You may recall that Cindi Scoppe worried earlier that maybe Judge Manning himself came up with the outrageous idea that maybe there was some doubt about whether the attorney general had the authority to investigate crimes allegedly committed by legislators, without special permission.
She writes today that her fears were realized:
I respect the idea enunciated Friday by Circuit Judge Casey Manning that, before this case proceeds any further, he wants a thorough examination of subject-matter jurisdiction. That is, he wants to make sure that the State Grand Jury and Attorney General Alan Wilson actually have jurisdiction to investigate this case without the House Ethics Committee asking them to.
But honestly, the idea that they don’t … . Well, it remains too bizarre to even comprehend….
You want to know how out-there an idea it is that the state constitution prohibits the attorney general from investigating legislators without other legislators’ blessing? It’s so out there that even Mr. Harrell’s attorneys didn’t think of raising it.
That’s right. Mr. Harrell has some awfully audacious attorneys… But even they didn’t dream up this crazy theory. They quickly embraced it, of course; they’d be crazy not to. But the idea was not, as so many people had assumed, the brainchild of Bart Daniel and Gedney Howe.
It was, as Judge Manning acknowledged in court on Friday, Judge Manning’s idea.
How preposterous is the idea?

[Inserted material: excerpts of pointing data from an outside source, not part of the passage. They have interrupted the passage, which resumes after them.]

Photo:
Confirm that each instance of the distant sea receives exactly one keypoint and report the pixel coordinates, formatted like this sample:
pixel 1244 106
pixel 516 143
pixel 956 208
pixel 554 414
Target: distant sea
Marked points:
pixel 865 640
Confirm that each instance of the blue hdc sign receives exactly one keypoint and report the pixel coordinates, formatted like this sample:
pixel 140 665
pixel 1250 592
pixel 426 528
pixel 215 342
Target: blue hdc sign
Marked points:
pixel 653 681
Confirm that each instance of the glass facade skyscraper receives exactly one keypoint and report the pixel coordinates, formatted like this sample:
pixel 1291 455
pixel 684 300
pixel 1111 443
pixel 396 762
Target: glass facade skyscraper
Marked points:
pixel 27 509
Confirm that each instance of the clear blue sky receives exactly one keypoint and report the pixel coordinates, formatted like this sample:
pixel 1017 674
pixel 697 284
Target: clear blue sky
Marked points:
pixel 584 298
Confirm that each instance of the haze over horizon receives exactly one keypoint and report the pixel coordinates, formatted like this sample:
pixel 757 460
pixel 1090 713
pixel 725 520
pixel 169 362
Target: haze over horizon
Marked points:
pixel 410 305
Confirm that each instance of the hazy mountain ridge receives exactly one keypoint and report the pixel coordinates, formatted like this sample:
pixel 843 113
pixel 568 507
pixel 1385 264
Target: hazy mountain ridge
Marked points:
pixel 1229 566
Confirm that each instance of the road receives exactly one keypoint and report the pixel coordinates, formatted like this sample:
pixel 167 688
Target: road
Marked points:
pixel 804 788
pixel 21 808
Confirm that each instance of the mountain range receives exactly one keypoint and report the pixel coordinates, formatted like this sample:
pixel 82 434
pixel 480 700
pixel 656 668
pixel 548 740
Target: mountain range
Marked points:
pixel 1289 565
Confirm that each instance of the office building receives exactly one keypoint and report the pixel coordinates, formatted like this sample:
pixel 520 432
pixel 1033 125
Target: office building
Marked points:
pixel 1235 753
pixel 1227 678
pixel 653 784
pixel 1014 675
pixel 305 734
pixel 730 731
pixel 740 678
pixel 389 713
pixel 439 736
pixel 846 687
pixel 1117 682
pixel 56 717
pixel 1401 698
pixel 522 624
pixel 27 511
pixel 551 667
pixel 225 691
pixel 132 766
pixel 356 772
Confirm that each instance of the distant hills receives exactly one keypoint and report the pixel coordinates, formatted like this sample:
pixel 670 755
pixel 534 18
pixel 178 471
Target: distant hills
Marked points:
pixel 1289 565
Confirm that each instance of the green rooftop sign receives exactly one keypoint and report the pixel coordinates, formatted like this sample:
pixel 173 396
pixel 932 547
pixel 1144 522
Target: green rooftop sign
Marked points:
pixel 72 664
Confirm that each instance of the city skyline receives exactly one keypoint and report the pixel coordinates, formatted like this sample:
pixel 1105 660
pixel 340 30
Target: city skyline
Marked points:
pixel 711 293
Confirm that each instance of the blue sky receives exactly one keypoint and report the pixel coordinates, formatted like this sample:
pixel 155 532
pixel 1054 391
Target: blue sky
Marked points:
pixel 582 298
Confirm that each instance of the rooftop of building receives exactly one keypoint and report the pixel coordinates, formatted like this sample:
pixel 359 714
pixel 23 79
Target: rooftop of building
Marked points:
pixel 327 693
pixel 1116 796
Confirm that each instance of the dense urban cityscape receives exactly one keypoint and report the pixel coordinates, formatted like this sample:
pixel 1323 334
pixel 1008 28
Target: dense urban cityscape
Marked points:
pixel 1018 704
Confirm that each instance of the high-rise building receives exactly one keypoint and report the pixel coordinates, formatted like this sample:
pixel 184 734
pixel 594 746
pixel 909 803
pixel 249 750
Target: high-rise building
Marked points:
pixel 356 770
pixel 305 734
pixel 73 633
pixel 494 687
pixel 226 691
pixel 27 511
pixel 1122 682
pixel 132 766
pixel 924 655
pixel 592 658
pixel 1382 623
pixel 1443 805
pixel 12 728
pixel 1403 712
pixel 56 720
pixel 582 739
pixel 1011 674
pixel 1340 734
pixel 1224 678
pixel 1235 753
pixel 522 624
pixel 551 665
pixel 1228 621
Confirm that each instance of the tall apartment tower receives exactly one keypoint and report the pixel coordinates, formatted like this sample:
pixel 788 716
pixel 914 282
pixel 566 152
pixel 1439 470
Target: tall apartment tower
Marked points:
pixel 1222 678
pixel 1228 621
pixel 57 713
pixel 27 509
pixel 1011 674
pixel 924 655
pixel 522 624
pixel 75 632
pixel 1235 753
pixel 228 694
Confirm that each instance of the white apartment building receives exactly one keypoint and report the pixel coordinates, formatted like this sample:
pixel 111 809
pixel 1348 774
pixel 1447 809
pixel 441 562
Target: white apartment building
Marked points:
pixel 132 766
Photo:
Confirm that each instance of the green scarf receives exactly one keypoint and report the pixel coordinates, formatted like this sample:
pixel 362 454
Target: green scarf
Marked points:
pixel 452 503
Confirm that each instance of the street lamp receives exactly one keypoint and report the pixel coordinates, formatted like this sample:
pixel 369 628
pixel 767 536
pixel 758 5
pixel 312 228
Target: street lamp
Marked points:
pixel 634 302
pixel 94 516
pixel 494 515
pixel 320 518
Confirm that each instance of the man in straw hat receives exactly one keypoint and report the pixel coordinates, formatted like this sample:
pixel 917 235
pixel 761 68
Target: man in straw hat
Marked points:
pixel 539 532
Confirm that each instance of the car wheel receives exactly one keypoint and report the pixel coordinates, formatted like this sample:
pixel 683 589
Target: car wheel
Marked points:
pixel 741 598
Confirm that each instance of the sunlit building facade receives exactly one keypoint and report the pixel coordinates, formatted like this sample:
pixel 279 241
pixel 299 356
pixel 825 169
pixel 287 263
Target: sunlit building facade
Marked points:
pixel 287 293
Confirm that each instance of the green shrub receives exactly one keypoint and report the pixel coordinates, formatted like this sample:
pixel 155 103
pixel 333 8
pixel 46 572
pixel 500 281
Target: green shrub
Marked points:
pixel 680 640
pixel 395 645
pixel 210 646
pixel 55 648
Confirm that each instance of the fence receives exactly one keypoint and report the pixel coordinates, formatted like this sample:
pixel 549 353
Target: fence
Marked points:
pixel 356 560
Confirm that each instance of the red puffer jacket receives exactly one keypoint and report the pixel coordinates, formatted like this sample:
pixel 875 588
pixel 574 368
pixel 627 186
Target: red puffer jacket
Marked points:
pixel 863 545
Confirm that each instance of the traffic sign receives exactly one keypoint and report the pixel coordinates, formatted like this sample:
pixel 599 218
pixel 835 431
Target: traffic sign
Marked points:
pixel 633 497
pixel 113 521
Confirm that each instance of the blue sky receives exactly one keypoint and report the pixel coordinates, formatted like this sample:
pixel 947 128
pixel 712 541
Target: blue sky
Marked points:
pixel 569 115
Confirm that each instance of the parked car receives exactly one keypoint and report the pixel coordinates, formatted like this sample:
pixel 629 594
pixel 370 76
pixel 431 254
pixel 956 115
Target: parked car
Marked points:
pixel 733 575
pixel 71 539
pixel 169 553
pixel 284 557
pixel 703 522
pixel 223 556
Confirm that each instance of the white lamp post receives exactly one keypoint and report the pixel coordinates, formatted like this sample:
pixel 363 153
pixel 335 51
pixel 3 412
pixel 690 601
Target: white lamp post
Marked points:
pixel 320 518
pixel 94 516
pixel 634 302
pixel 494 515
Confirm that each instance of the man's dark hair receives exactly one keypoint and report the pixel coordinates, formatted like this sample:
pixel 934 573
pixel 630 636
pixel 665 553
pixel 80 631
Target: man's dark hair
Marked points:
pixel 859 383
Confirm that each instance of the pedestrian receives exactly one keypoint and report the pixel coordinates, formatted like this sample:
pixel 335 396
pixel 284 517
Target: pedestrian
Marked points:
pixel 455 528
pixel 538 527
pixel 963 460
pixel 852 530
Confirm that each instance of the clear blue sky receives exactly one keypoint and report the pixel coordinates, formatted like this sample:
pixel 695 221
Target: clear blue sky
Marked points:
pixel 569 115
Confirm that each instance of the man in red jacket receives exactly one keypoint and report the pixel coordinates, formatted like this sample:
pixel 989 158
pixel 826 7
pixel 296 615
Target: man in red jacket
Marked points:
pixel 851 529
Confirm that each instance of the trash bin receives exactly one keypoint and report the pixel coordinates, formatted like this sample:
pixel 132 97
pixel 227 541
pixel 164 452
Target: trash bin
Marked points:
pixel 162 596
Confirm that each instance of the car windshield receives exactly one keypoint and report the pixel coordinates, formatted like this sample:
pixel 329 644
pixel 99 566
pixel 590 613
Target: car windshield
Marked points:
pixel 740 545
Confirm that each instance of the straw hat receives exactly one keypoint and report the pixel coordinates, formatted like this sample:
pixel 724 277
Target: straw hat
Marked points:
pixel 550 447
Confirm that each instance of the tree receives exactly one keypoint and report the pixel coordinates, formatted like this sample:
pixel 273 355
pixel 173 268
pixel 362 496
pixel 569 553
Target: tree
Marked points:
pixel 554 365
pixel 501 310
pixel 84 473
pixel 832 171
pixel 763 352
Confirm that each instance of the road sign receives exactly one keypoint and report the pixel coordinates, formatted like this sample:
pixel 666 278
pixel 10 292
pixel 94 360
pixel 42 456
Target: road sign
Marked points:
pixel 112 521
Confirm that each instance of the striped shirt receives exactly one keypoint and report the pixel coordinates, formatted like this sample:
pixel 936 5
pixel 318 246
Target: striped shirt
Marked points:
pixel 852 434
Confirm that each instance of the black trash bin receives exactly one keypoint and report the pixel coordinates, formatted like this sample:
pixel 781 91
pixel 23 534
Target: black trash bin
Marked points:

Listen to former Attorneys General Henry McMaster, Charlie Condon and Travis Medlock, who served as South Carolina’s chief prosecutors for the past 30 years, showed up in the courtroom to make a point and issued this statement:
“Over the past thirty years, not one of us ever imagined the Attorney General needed authorization from a legislative committee or political body in order to investigate or prosecute alleged criminal behavior by an elected official. Such a restriction would undercut the core Constitutional authority of the Attorney General. And even more importantly, it would violate the fundamental basis of our system of government that all people should be treated equally under the law.”
Not one of us ever imagined such a thing.
This is not a close call….
So we all wait with bated breath, while the judge considers something that, given the law, should be beyond consideration. Or at least, it appears so to this layman.